Charleston Gazette-Mail

CHARLESTON, W.Va. — After meeting recently in Washington, D.C., with Sen. Joe Manchin, D-W.Va., and Federal Aviation Administration officials, a delegation from Charleston’s Yeager Airport returned home feeling optimistic the FAA would help pay for replacing the airport’s collapsed safety overrun area.

That, in turn, would make it possible for replacement work to begin before a series of lawsuits and insurance claims over the March 2015 landslide are settled and the airport is reimbursed.

“We didn’t come away from the meeting with anything in writing, but we were led to believe that the FAA would help us rebuild,” Nick Keller, the airport’s assistant director, told members of Yeager’s governing board on Wednesday.

Keller said FAA officials told those attending the Washington meeting that they wanted to see the safety zone replaced and operational as soon as possible.

“After the master plan is done and the best alternative is identified, it would become a project eligible for FAA support,” Keller said.

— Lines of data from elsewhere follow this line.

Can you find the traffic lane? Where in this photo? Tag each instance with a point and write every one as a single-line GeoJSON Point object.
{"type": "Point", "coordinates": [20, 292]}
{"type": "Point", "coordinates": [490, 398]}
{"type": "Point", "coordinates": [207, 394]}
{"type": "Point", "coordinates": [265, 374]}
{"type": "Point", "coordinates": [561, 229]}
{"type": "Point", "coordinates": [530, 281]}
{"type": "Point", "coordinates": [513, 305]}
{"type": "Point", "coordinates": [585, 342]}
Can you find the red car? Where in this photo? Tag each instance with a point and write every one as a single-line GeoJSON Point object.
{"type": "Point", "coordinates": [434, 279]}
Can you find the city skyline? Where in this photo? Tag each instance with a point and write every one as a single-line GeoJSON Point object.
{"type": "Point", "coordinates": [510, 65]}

That’s when Yeager officials would learn to what degree the federal agency would financially support the airport in getting the safety overrun area operational again.

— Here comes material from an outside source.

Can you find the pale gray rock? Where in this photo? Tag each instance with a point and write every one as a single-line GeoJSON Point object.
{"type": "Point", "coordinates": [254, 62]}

Only about 5,000 of the more than 550,000 cubic yards of debris that slid off the safety overrun area remain to be removed by contractors working for Yeager, according to Keller. Charleston Sanitary Board workers have repaired and put back in service a sewer line that was crushed during the March 2015 landslide, and Keystone Drive is expected to be able to reopen by the end of the month, although probably with a temporary packed gravel surface since asphalt plants are expected to be closed for the season by then.

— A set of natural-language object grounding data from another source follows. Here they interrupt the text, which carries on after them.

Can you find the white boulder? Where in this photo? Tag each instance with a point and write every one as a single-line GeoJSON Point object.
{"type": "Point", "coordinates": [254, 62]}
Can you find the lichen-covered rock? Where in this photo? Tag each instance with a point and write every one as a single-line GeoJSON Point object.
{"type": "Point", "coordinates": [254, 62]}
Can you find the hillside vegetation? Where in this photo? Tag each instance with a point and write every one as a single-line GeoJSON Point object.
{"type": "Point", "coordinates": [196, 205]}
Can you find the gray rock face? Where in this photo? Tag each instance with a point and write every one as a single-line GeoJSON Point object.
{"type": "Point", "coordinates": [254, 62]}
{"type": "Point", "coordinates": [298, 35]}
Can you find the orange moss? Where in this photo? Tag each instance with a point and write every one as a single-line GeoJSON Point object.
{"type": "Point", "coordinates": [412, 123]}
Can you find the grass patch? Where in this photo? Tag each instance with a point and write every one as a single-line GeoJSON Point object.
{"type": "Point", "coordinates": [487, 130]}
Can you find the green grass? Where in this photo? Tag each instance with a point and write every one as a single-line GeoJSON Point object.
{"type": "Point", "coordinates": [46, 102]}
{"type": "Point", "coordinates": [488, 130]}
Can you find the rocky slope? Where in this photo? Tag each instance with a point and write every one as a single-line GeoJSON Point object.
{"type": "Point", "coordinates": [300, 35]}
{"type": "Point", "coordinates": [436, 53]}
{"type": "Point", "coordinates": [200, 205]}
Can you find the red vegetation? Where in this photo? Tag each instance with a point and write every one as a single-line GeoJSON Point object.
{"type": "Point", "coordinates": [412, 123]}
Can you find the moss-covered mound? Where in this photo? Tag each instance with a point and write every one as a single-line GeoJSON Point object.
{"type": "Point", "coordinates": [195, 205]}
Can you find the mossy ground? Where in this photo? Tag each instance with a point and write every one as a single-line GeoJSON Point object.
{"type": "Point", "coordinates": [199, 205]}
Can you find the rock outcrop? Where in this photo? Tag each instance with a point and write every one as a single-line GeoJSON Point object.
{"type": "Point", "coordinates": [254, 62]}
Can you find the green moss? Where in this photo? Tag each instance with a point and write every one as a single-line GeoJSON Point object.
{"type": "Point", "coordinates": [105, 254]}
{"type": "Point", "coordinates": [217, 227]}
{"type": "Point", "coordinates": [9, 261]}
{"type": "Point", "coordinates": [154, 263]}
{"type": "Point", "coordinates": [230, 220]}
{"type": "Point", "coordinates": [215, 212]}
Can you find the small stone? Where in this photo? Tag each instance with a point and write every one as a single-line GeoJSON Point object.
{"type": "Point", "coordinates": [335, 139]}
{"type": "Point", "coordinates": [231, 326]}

Earlier in the meeting, the airport’s governing board voted to name the Cincinnati firm of Landrum & Brown as the engineer of record in designing the master plan update.

In other developments, a new U.S. Customs agent has begun work at the Charleston airport, filling a vacancy that had been open since the retirement of former agent Norm Justice in December 2014. Last Friday, the new agent cleared a private Canadian aircraft with six passengers aboard at Yeager’s Executive Air Terminal, marking the first time an international flight has been able to fly directly to Charleston without landing first to clear customs at another U.S. port of entry.

When the new Customs agent first arrived at the Charleston airport, he told Yeager officials he was not authorized to clear passengers and cargo there, since the facility lacks an agency-approved building equipped with a storage room, holding cell, computer room and other facilities.

With help from Manchin, “we got that situation straightened out in about a day and a half,” Keller said. Under U.S. Customs and Border Protection policy, Customs agents can be assigned to an airport that lacks such a building if the airport is in the process of negotiating with the agency to have the building constructed — as quickly became the case with Yeager.

Scott Miller of Executive Air said Yeager is one of only a few Customs-served airports in the eastern United States with “easy-in, easy-out access” for international general aviation traffic seeking speedy service and few taxiway delays. “We’re in the running to become a major (general aviation) airport,” he said.

Currently, Yeager Airport serves about 10 international flights per month, including private passenger aircraft from Canada and Europe and cargo carriers bearing auto parts from Mexico.

Having a Customs agent on site also allows Air National Guard flights returning from overseas to fly directly to Yeager without first stopping at ports of entry like Dover, Delaware, to receive Customs clearance, according to Keller. “It saves the Air National Guard time and money,” he said.